Yao Fang, Zhang Chi, Du Wei, Liu Chao, Xu Ying
Key Laboratory for Symbolic Computation and Knowledge Engineering of the Ministry of Education, College of Computer Science and Technology, Jilin University, Changchun, China; Computational Systems Biology Laboratory, Department of Biochemistry and Molecular Biology, and Institute of Bioinformatics, University of Georgia, Athens, United States of America; Jilin Teachers' Institute of Engineering and Technology, Changchun, China.
Computational Systems Biology Laboratory, Department of Biochemistry and Molecular Biology, and Institute of Bioinformatics, University of Georgia, Athens, United States of America.
PLoS One. 2015 Sep 16;10(9):e0138213. doi: 10.1371/journal.pone.0138213. eCollection 2015.

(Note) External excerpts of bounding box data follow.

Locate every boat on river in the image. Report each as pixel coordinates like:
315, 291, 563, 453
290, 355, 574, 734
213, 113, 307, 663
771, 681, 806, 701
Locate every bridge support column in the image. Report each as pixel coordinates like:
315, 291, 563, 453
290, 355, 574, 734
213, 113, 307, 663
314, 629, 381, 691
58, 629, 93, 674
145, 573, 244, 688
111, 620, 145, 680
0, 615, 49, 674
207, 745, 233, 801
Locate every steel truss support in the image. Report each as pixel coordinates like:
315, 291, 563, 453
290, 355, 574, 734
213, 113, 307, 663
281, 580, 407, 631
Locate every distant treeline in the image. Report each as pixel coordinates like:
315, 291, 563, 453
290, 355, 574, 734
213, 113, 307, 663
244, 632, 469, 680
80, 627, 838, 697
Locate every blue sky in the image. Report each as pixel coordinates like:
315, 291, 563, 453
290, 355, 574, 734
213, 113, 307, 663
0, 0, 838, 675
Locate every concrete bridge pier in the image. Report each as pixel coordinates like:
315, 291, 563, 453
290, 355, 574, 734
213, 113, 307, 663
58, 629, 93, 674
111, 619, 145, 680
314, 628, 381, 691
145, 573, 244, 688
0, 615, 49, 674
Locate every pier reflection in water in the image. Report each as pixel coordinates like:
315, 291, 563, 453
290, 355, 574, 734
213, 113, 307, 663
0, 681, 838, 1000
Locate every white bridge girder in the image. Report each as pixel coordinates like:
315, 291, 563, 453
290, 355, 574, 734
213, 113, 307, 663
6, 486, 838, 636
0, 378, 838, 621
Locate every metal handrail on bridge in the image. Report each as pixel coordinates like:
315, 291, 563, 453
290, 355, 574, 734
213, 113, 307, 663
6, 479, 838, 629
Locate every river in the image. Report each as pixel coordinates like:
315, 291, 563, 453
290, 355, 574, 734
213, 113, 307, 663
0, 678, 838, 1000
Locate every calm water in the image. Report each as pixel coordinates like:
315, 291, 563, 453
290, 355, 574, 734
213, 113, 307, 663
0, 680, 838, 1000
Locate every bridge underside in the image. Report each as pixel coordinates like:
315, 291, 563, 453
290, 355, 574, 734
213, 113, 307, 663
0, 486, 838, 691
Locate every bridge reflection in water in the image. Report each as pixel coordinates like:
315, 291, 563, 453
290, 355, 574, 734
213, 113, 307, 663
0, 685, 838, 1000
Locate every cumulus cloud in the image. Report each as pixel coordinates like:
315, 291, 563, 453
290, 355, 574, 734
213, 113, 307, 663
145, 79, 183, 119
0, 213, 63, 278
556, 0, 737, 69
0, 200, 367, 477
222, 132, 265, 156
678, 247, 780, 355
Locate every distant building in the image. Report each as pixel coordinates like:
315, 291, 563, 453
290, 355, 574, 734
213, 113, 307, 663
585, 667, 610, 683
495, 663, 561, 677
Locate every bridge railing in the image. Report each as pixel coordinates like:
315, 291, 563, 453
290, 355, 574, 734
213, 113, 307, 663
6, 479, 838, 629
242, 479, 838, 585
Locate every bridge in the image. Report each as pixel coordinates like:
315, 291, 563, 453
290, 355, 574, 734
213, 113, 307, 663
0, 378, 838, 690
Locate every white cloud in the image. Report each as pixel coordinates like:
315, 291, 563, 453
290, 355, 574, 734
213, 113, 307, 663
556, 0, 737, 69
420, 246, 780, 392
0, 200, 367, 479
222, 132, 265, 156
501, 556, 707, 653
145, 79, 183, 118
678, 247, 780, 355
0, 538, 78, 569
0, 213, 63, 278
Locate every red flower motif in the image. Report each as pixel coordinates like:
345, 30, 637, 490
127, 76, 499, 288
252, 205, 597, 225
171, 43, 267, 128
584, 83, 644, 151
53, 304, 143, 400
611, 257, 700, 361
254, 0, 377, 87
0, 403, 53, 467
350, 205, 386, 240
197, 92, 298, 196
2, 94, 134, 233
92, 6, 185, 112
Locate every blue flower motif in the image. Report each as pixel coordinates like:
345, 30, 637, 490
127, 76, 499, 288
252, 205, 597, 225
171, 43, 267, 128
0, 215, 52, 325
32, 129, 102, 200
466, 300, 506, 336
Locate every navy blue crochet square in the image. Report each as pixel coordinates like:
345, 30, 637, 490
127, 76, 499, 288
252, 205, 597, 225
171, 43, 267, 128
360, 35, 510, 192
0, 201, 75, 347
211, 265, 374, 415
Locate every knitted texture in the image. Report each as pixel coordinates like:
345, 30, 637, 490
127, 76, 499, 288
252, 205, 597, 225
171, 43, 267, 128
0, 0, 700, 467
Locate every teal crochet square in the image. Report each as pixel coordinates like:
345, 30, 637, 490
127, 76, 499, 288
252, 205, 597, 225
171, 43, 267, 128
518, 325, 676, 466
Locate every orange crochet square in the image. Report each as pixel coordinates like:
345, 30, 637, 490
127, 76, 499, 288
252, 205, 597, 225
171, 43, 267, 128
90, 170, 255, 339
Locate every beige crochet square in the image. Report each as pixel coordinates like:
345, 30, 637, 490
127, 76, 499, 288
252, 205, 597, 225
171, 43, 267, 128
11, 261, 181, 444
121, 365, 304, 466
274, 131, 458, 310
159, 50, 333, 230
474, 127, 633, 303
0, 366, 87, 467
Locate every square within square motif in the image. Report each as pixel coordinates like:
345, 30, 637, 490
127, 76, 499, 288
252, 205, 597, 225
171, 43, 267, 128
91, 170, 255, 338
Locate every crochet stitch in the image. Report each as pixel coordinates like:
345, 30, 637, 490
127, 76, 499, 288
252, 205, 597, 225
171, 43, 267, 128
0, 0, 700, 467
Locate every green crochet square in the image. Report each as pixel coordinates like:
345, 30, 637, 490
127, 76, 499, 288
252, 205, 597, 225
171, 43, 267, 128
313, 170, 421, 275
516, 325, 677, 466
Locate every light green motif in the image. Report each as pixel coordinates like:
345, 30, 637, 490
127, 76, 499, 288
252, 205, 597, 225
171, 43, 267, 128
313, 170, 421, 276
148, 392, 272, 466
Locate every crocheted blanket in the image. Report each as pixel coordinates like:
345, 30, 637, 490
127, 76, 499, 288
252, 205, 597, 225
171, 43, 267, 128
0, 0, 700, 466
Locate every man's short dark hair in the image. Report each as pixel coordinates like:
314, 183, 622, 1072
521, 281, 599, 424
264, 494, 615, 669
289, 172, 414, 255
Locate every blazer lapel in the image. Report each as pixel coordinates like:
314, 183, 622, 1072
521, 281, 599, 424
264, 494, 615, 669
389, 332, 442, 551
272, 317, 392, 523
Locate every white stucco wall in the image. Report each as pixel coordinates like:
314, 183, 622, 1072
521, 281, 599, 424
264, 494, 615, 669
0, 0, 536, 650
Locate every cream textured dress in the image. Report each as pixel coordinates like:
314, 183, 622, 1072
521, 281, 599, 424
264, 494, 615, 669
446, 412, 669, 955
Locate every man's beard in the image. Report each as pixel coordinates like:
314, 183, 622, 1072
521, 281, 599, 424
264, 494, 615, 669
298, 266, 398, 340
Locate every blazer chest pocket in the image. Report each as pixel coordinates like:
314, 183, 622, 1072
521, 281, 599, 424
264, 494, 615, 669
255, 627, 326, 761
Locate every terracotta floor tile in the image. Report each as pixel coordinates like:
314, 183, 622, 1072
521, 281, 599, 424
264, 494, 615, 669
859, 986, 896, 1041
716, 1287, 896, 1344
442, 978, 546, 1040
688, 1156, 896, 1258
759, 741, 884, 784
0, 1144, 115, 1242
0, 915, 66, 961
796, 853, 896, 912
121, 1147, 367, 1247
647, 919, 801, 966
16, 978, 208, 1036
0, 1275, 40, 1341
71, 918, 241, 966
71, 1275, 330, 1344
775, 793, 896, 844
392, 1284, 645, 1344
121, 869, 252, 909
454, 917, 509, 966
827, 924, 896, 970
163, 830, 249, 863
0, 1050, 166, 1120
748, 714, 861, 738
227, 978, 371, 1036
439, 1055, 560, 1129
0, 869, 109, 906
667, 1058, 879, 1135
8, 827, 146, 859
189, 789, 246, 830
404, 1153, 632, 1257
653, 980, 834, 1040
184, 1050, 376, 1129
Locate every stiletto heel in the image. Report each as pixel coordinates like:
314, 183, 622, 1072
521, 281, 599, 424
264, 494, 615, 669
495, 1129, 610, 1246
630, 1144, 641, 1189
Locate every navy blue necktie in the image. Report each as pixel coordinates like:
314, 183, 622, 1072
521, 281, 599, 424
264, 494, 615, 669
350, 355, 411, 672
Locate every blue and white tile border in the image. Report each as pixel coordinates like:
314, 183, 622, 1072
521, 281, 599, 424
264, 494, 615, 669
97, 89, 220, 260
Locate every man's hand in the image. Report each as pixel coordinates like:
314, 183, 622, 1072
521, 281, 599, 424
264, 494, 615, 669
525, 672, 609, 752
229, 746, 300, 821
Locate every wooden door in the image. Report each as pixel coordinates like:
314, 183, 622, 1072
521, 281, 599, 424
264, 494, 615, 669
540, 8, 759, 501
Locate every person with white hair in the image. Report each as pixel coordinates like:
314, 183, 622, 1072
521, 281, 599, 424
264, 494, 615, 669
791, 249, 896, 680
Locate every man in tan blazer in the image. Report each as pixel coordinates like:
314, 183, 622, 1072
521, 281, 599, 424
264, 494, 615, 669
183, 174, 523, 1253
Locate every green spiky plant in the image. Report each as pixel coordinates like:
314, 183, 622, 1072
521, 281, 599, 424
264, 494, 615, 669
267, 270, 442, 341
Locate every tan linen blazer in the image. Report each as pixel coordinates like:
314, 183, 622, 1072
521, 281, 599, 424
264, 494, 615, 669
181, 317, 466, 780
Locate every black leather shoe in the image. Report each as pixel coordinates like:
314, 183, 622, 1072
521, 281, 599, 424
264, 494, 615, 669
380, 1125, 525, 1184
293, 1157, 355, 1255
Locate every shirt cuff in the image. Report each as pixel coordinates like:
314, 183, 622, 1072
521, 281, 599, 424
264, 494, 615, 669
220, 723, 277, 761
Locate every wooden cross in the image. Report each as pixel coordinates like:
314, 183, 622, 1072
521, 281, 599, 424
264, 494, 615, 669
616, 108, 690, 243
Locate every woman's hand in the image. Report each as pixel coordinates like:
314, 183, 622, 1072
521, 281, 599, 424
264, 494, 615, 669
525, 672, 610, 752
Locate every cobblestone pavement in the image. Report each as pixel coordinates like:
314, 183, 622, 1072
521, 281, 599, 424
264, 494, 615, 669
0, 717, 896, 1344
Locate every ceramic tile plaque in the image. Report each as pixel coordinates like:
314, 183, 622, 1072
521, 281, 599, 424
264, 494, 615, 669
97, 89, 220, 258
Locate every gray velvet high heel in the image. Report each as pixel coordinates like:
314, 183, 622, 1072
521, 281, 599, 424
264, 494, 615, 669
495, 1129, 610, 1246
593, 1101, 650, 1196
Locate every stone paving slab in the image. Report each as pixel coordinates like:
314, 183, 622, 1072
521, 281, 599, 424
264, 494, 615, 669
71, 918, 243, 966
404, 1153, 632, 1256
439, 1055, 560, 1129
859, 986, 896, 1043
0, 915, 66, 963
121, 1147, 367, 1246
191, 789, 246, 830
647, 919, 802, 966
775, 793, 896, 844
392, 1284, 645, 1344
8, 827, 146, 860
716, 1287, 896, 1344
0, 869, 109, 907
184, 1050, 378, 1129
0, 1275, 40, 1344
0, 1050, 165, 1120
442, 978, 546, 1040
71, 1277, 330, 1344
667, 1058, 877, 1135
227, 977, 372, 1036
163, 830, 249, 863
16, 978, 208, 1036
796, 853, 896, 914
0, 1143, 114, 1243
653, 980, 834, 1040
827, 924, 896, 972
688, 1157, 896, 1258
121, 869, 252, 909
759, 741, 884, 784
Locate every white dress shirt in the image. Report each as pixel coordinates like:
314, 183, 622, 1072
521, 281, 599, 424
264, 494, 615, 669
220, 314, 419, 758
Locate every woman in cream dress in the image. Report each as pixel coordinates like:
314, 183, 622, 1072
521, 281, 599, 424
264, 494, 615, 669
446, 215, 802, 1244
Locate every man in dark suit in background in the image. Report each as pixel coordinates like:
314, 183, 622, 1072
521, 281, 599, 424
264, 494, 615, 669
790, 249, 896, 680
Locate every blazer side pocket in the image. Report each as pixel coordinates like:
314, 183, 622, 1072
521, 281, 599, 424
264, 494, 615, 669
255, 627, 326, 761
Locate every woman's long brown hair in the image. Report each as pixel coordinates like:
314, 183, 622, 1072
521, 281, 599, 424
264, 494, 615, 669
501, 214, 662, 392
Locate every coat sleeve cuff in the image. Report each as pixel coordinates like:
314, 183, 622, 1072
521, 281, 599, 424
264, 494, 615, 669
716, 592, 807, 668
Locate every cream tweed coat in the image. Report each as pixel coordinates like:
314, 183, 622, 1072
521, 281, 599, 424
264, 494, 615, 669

The grade of a cancer is a measure of the cancer's malignancy level, and the stage of a cancer refers to the size and the extent that the cancer has spread. Here we present a computational method for prediction of gene signatures and blood/urine protein markers for breast cancer grades and stages based on RNA-seq data, which are retrieved from the TCGA breast cancer dataset and cover 111 pairs of disease and matching adjacent noncancerous tissues with pathologists-assigned stages and grades. By applying a differential expression and an SVM-based classification approach, we found that 324 and 227 genes in cancer have their expression levels consistently up-regulated vs. their matching controls in a grade- and stage-dependent manner, respectively. By using these genes, we predicted a 9-gene panel as a gene signature for distinguishing poorly differentiated from moderately and well differentiated breast cancers, and a 19-gene panel as a gene signature for discriminating between the moderately and well differentiated breast cancers. Similarly, a 30-gene panel and a 21-gene panel are predicted as gene signatures for distinguishing advanced stage (stages III-IV) from early stage (stages I-II) cancer samples and for distinguishing stage II from stage I samples, respectively. We expect these gene panels can be used as gene-expression signatures for cancer grade and stage classification. In addition, of the 324 grade-dependent genes, 188 and 66 encode proteins that are predicted to be blood-secretory and urine-excretory, respectively; and of the 227 stage-dependent genes, 123 and 51 encode proteins predicted to be blood-secretory and urine-excretory, respectively. We anticipate that some combinations of these blood and urine proteins could serve as markers for monitoring breast cancer at specific grades and stages through blood and urine tests.
癌症的分级是衡量癌症恶性程度的指标,而癌症的分期则指癌症的大小及扩散程度。在此,我们基于RNA测序数据,提出一种计算方法,用于预测乳腺癌分级和分期的基因特征以及血液/尿液蛋白质标志物。这些数据取自TCGA乳腺癌数据集,涵盖111对疾病样本及匹配的相邻非癌组织,并附有病理学家指定的分期和分级。通过应用差异表达和基于支持向量机的分类方法,我们发现癌症中分别有324个和227个基因的表达水平相对于其匹配的对照,呈现出与分级和分期相关的一致上调。利用这些基因,我们预测了一个9基因组合作为区分低分化与中高分化乳腺癌的基因特征,以及一个19基因组合作为区分中高分化乳腺癌的基因特征。同样,分别预测了一个30基因组合和一个21基因组合作为区分晚期(III-IV期)与早期(I-II期)癌症样本以及区分II期与I期样本的基因特征。我们期望这些基因组合能够用作癌症分级和分期分类的基因表达特征。此外,在324个与分级相关的基因中,分别有188个和66个基因编码预测为血液分泌型和尿液排泄型的蛋白质;在227个与分期相关的基因中,分别有123个和51个基因编码预测为血液分泌型和尿液排泄型的蛋白质。我们预计这些血液和尿液蛋白质的某些组合可以作为通过血液和尿液检测监测特定分级和分期乳腺癌的标志物。